Changing IT Awareness in State Governments

By Kim Boatman

Tom Jarrett's message rumbles through the streets of Delaware and pops up on restroom walls in state government buildings.

Jarrett, the CIO for the state of Delaware, is determined to spread awareness about the importance of IT security. His office has even launched a marketing campaign, wrapping public buses in advertising and hanging posters in restrooms.

"The key is to educate, educate, educate,'' says Jarrett.

As more and more personal information is submitted online and maintained in digital records, Jarrett and other state CIOs find themselves confronted with the sorts of data breaches and security threats faced in the private sector. However, according to Nebraska CIO Brenda Decker, the threat can be even more perilous because of the range of personal information states collect.

"One of the things I always tell people when I am talking to them about security and state government is that we are one of the few entities that knows everything about you,'' she says. "We know where you live. We know who your family members are. In some cases, we know what your health problems are. We have a special responsibility to protect that information.''

State CIOs are charged with a gargantuan task: educating state employees so that everyone understands IT security is part of their job description and changing the culture of state government so that security awareness is part of everyday business. If the task isn't undertaken or done well, the costs can be high.

A single laptop carelessly left unattended can result in a data breach compromising the information of millions of taxpayers. A recent brief from the National Association of State Chief Information Officers (NASCIO) outlines the consequences of such a crisis: unfavorable publicity; tax-dollar expenditures for items such as credit monitoring for the victims; a loss of public trust; an unwillingness of citizens to utilize e-government services; and lower approval ratings for elected officials because of poorly managed security and/or poor crisis management.

It's an ongoing battle, but there are a number of steps public sector CIOs can take to improve IT security.

• Get elected officials on board   It's critical to engage state officials across all branches of government. First, if they're engaged, they're more likely to require employees under their direction to follow through with training. Second, it helps ensure a source of funding for programs. Jarrett began with a cabinet-level presentation that garnered such support that the governor requested all state employees receive the training. Support at high levels of state government sends a signal to both employees and citizens, says NASCIO, about the significance of IT security.

A presentation to employees that outlines the consequences of a data breach can underline the importance of a proactive approach.

• Raise awareness and conduct training   This is probably the single most important undertaking for state CIOs. NASCIO reports that a recent study found that the number of incidents of compromised records resulting from internal breaches outnumbers incidents from external threats by a four to one margin.  "We've been so concentrated on the hackers and the outside threat, we forget about the internal threat,'' Decker says.

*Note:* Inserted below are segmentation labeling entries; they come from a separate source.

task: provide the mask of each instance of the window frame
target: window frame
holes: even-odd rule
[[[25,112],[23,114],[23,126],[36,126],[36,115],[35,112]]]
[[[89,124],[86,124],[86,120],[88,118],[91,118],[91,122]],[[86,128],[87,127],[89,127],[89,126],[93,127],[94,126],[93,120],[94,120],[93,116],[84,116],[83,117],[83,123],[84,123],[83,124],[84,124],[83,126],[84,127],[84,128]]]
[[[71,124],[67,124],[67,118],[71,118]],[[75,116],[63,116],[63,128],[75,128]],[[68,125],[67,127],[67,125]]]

Awareness and training must be pervasive and ongoing, says Jarrett. His agency just spent a year ensuring that state employees were trained in IT security. Employee turnover means the job is never done. And in some cases, it's also important to make sure private entities contracting with the state receive training as well. CIOs must also determine the form of the training -- states such as Utah offer online courses -- and the very language used. If the tone of the presentation is too technical, it can turn employees off. Some states, such as Delaware, approach the job as a marketing campaign. Jarrett believes it's important to educate the public, as well as employees, about the importance of security, which is why the state has started an advertising campaign on buses.

• Collaborate across agencies   State CIOs might need to partner with other state agencies, such as human resources officials, as they prepare and implement training programs. In the state of North Carolina, the CIO's office collaborates with the personnel department, offering aspects of IT security training in conjunction with an executive assistant training course, according to NASCIO.

It's important to involve IT officers and staff in all agencies, says Jarrett. Typically, state governments will have multiple network administrators. "The network administrator has the keys to the kingdom," Jarrett says. In Delaware, network administrators must complete a class and pass a test.

• Change the culture  The thinking of employees must change, so that if they lose a piece of equipment, they ask themselves what the security implications will be. The message of IT security must be repeated -- and adjusted to the latest threats -- so that it becomes ingrained. Accountability through employees' performance evaluations is one method suggested by the NASCIO brief.
• Inventory and audit Knowing what sensitive information state agencies possess and just where and how the information is stored is basic to good security. An inventory can also identify users who need to receive training. Auditing compliance with IT security policies is also useful.

For CIOs, increasing awareness and preventing the loss of sensitive data are ceaseless responsibilities. Most important, says Jarrett, is passing along the message that it's not just their job.

"I -- as a CIO -- may be able to put tools in to stop a lot of it, but I can't do it alone,'' he says. "Most employees don't realize they're an integral part of the first line of defense."

Kim Boatman is a freelance business journalist in Silicon Valley, Calif. She spent more than 15 years reporting for the San Jose Mercury News.